|“You Can’t Go Home Again” by Holger Mischke (2014)|
In the 1800s, newspapers were featuring drawings as a means to illustrate stories and even though photography was invented around that time (the earliest surviving camera photograph is “View from the Window at Le Gras” by Nicéphore Niépce from 1827), it wasn’t until the 1890s when halftone printing was perfected that photographs appeared in newspapers. By the beginning of the 20th century, drawings were completely replaced by photos.
I believe it is this connection of photographs and news that ultimately led to the “pics or it didn’t happen” attitude of today. Pictures taken by a camera were supposedly showing how it really happened, what it really looked like.
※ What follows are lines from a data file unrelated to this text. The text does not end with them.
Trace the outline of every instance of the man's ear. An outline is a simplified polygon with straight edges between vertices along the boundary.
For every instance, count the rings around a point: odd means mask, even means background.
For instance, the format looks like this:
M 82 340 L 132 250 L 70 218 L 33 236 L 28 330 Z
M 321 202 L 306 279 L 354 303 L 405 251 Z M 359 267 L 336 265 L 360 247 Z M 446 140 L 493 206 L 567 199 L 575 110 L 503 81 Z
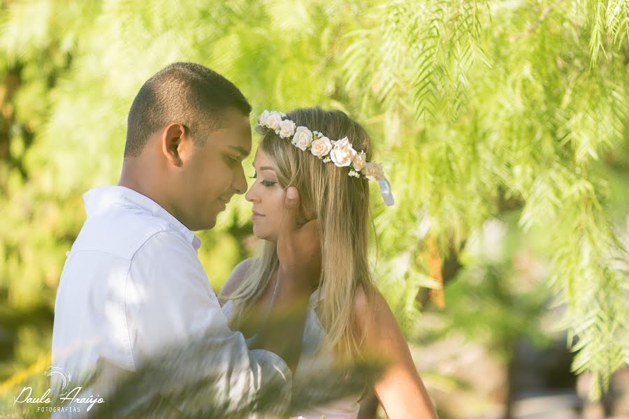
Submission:
M 190 131 L 182 124 L 171 124 L 161 134 L 161 152 L 166 161 L 174 166 L 183 164 L 182 155 L 191 145 Z

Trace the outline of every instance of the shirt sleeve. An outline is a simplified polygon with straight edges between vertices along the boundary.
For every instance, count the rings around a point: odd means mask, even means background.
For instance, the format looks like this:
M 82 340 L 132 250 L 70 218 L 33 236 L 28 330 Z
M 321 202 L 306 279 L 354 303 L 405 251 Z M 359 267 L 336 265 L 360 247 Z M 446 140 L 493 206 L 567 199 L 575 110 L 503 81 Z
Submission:
M 269 392 L 278 406 L 289 401 L 286 362 L 267 351 L 250 351 L 242 333 L 229 329 L 196 251 L 175 233 L 158 233 L 136 253 L 124 304 L 136 370 L 169 353 L 166 362 L 178 379 L 226 413 L 253 406 Z M 185 406 L 189 402 L 180 409 L 194 409 Z

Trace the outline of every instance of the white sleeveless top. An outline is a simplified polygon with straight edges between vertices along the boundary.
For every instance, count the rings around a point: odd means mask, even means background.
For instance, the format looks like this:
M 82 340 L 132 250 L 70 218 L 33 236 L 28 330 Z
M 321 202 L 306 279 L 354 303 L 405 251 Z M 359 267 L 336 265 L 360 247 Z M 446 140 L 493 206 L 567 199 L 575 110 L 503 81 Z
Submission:
M 319 290 L 317 289 L 312 293 L 308 300 L 308 309 L 303 326 L 301 354 L 299 355 L 297 369 L 293 376 L 294 381 L 298 381 L 306 371 L 321 371 L 329 367 L 335 357 L 329 349 L 317 353 L 325 338 L 325 330 L 314 311 L 314 308 L 321 299 Z M 223 313 L 231 320 L 236 309 L 233 300 L 228 300 L 222 309 Z M 326 406 L 312 407 L 307 412 L 298 413 L 296 417 L 304 419 L 321 419 L 321 416 L 326 419 L 356 419 L 360 409 L 359 404 L 360 397 L 361 395 L 356 395 L 335 400 Z

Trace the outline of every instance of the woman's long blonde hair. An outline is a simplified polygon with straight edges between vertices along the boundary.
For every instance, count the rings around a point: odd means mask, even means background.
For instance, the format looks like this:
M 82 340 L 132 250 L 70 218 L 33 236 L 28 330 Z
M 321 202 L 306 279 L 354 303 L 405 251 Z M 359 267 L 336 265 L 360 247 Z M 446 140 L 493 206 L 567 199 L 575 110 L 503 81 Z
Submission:
M 354 149 L 364 151 L 367 160 L 371 160 L 369 135 L 344 112 L 305 108 L 287 112 L 287 117 L 331 140 L 347 136 Z M 357 329 L 354 295 L 362 286 L 368 309 L 374 290 L 368 260 L 368 182 L 349 176 L 349 168 L 324 163 L 272 131 L 263 135 L 259 147 L 277 167 L 279 184 L 284 189 L 296 187 L 303 209 L 319 221 L 322 300 L 317 313 L 326 332 L 325 347 L 333 348 L 341 359 L 359 356 L 363 336 Z M 238 300 L 232 326 L 237 326 L 244 313 L 261 298 L 277 264 L 275 243 L 263 240 L 261 254 L 243 282 L 231 296 L 226 297 Z

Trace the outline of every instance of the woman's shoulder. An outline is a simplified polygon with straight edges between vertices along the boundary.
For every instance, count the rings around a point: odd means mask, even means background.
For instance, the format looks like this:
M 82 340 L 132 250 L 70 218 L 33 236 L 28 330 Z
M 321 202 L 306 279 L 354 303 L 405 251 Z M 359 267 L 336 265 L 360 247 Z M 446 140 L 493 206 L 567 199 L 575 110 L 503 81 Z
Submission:
M 356 287 L 354 296 L 356 323 L 368 340 L 380 335 L 390 328 L 398 328 L 398 322 L 384 297 L 375 286 Z
M 231 271 L 229 277 L 227 278 L 227 281 L 225 281 L 225 284 L 223 285 L 223 288 L 221 288 L 221 291 L 218 295 L 219 302 L 221 305 L 225 304 L 227 302 L 227 297 L 233 295 L 236 291 L 238 289 L 254 260 L 255 260 L 254 258 L 245 259 L 236 265 Z

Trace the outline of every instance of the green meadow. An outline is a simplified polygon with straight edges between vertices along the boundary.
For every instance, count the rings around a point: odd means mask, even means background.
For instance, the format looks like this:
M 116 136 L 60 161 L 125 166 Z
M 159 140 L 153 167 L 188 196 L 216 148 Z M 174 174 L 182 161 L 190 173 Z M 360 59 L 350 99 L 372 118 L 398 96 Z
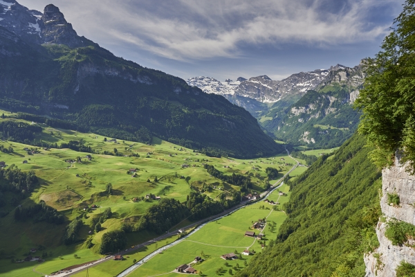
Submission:
M 286 195 L 279 196 L 278 190 L 286 193 Z M 284 185 L 275 190 L 268 199 L 273 201 L 278 200 L 280 203 L 278 206 L 281 206 L 281 204 L 286 203 L 289 199 L 290 193 L 288 190 L 289 187 Z M 263 206 L 264 208 L 262 207 Z M 227 261 L 221 258 L 221 255 L 234 253 L 235 251 L 241 253 L 246 249 L 257 253 L 262 251 L 260 244 L 265 243 L 266 247 L 270 240 L 276 238 L 278 229 L 286 216 L 284 211 L 273 211 L 273 205 L 260 201 L 219 220 L 210 222 L 177 245 L 163 251 L 163 253 L 155 256 L 129 276 L 152 276 L 167 274 L 173 271 L 183 264 L 190 263 L 196 256 L 201 256 L 202 253 L 204 254 L 205 260 L 192 265 L 192 267 L 198 272 L 202 271 L 204 276 L 212 276 L 216 275 L 216 269 L 223 267 L 224 270 L 222 274 L 230 276 L 228 272 L 229 269 L 232 269 L 234 273 L 233 267 L 238 264 L 239 267 L 237 271 L 241 270 L 244 267 L 244 261 L 249 263 L 255 254 L 248 256 L 242 255 L 241 260 Z M 264 217 L 266 217 L 267 222 L 262 232 L 265 233 L 264 239 L 260 241 L 256 238 L 245 237 L 246 231 L 253 231 L 251 229 L 252 224 Z M 270 228 L 273 222 L 275 223 L 274 229 Z M 256 234 L 259 232 L 258 230 L 253 231 Z M 228 265 L 225 265 L 226 262 L 228 263 Z M 107 266 L 110 266 L 110 264 L 111 262 L 107 262 Z M 177 274 L 171 274 L 173 276 Z
M 6 116 L 10 115 L 4 113 Z M 24 121 L 13 118 L 0 120 Z M 149 145 L 122 140 L 109 142 L 108 141 L 116 138 L 108 137 L 107 141 L 104 141 L 104 136 L 92 133 L 53 128 L 45 125 L 40 126 L 42 132 L 36 135 L 37 141 L 42 140 L 59 145 L 70 141 L 82 140 L 85 146 L 91 147 L 100 154 L 80 152 L 68 148 L 44 150 L 10 141 L 0 142 L 5 147 L 13 148 L 12 153 L 0 153 L 0 161 L 5 161 L 8 166 L 15 164 L 22 171 L 33 170 L 39 181 L 39 185 L 31 196 L 21 202 L 22 206 L 30 206 L 43 200 L 64 215 L 67 221 L 61 225 L 45 222 L 17 222 L 13 217 L 15 207 L 8 202 L 8 204 L 2 208 L 10 213 L 0 218 L 0 231 L 3 234 L 0 251 L 3 255 L 14 259 L 23 259 L 28 254 L 29 249 L 42 245 L 45 249 L 34 256 L 41 256 L 43 252 L 46 252 L 48 257 L 46 262 L 40 265 L 37 262 L 11 263 L 10 258 L 0 260 L 0 275 L 13 272 L 15 276 L 40 276 L 33 271 L 34 267 L 42 274 L 49 274 L 70 265 L 101 258 L 102 256 L 96 253 L 103 233 L 119 229 L 123 222 L 137 222 L 149 206 L 157 203 L 156 201 L 134 202 L 133 199 L 136 197 L 145 197 L 147 194 L 151 193 L 162 198 L 173 197 L 184 202 L 192 190 L 200 189 L 205 184 L 215 186 L 216 188 L 204 193 L 212 199 L 222 194 L 228 196 L 232 190 L 239 190 L 238 186 L 210 176 L 203 168 L 203 163 L 213 165 L 225 174 L 250 175 L 254 183 L 253 190 L 258 192 L 264 189 L 267 180 L 265 169 L 267 167 L 277 168 L 278 177 L 281 177 L 295 163 L 286 154 L 247 160 L 212 158 L 156 138 Z M 37 149 L 39 153 L 28 154 L 24 148 Z M 120 156 L 102 154 L 104 151 L 114 152 L 114 148 Z M 89 154 L 92 157 L 91 160 L 86 158 L 86 155 Z M 139 157 L 134 157 L 137 154 Z M 66 161 L 68 159 L 76 160 L 78 157 L 80 162 Z M 27 163 L 24 163 L 24 161 Z M 183 168 L 183 164 L 189 166 Z M 138 168 L 136 177 L 127 174 L 130 168 Z M 156 177 L 157 181 L 154 181 Z M 270 183 L 273 184 L 275 181 L 270 180 Z M 105 193 L 108 183 L 113 186 L 111 195 Z M 6 196 L 9 197 L 7 194 Z M 67 222 L 85 213 L 83 211 L 85 205 L 92 204 L 98 205 L 99 208 L 91 213 L 86 213 L 80 236 L 84 241 L 91 240 L 95 246 L 86 249 L 83 242 L 63 245 L 61 238 Z M 102 231 L 95 233 L 89 224 L 93 217 L 100 216 L 107 207 L 111 208 L 113 216 L 102 224 Z M 255 217 L 254 215 L 252 217 Z M 173 229 L 190 223 L 185 220 Z M 222 226 L 217 224 L 218 226 Z M 235 228 L 241 228 L 242 225 L 246 229 L 249 223 L 241 223 L 241 226 Z M 232 233 L 223 229 L 214 229 L 212 231 Z M 90 231 L 91 233 L 89 233 Z M 156 236 L 148 231 L 129 233 L 127 235 L 130 246 Z M 198 235 L 201 235 L 201 233 Z M 246 246 L 245 242 L 247 241 L 245 238 L 229 240 L 228 245 L 234 242 L 241 247 Z M 75 258 L 74 254 L 78 258 Z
Mostly because it is more expensive to print in color, most newspapers kept printing photos in black and white until the early 1980s (the New York Times and The Washington Post even remained in monochrome until the 1990s. Even though a black and white photograph seems to be even further from reality, from the truth.
I say “seems”, because at this point you have to ask yourself what reality and truth really are if you want to discuss whether a photograph can really represent them. Growing up we were lead to believe that there can only be one truth. That it is (as the dictionary says) “the body of real things, events and facts”. But if you wouldn’t stop at that and doubted that “real things” or “facts” were just as “the truth” nothing you could really rely on, you were in trouble. Or about to free yourself.
To be open-minded (among other things) means to be able to accept the possibility of things to happen although they shouldn’t happen. Because science says so. Or religion. Or your parents. You could even go as far as to say IF you consider an outcome as at least possible, as far-fetched as it may seem, the probability of it actually happening, increases.
We must also keep in mind what an impact one’s own perception of the world around us has on what one considers to be real/true. And this perception is, of course, a mosaic composed of everything we ever did, felt, heard, saw and experienced. So I guess it is safe to say that everyone has to some degree a reality of his own.
So even though photos have been considered “the truth” for so long, I find it important to realize they really aren’t. Even if I try to reproduce the scene I saw as true to reality in terms of color, light, depth of field and distortion as possible, it will not be the same to all, we will all see it differently.
So should this frustrate me? That I can’t get the same message across to every single person that views my images? Absolutely not.
I do write some lines for each of my photos and publish those along with them. Which doesn’t mean that I want what I feel looking at the scene or at the image and writing the words to be what the viewer feels. And not only because it is not possible, to begin with.
The photograph must find a viewer who is touched by something in my printed photograph. The viewer and the photograph have to find each other. And in a way, this viewer who feels something looking at my work and I share something on a level of intimacy that mostly will not be acted on, will not be a part of the real world. But will nevertheless be true.